The president has made it known that he's not a man of books. Libraries, meanwhile, are filled with many more books than people. The president has made it known he's not a fan of immigration. Libraries are often an integral part of the life of immigrants in the United States. These things are not like each other.
Protest has taken many forms in the few weeks since Trump became president, but one of the most distinct forms of demonstration has taken place at libraries around the United States.
Much of the action has centred around @LibrariesResist, an account created by Columbia University rare book cataloger Matt Haugen. The account, which has over 2,500 followers as of this writing, tweets and retweets in support of truth and archived sources in the face of an administration that has promoted "alternative facts."
The account also joined in on a recent #DayOfFacts that was the combined work of libraries and museums and aimed to remind people of the importance of truth in an era of questionable statements.
Scroll through the account's timeline and you'll see libraries battling the administration in a number of ways.
Rebecca McCorkindale, a librarian in Nebraska, has created perhaps the most visible display. She designed signs with a simple message: Libraries are for everyone. The message resonated.
“Libraries are the heart of a community, for anyone and everyone that lives there, regardless of their background,” McCorkindale told PBS Newshour.
Indeed they are. Around 55 percent of "new Americans" visit a public library once each week or more often, according to the Institute of Museum and Library Services.

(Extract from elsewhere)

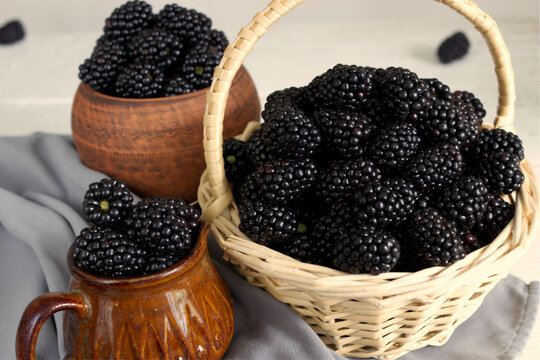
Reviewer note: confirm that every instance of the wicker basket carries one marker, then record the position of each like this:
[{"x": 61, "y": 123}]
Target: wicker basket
[{"x": 363, "y": 315}]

The Trump administration issued an executive order in January that blocked immigrants and travelers from Libya, Yemen, Iraq, Iran, Syria, Somalia and Sudan, but several library accounts have made sure to show their support for refugees.
The dialogue among libraries has led to an organization offering resources with the goal of helping local refugee populations. Sponsored by Urban Librarians Unite, "Libraries Serve Refugees" offers toolkits for librarians to assist refugees and shares information about libraries making refugees feel a part of their new communities.
"This website is an attempt to codify a commitment to refugees by librarians and libraries," reads the site's introduction. "We want to leverage every bit of influence and pull that we possibly can for these often forgotten new members of our society."
If knowledge is power, Trump's latest opponents could be some of his most formidable.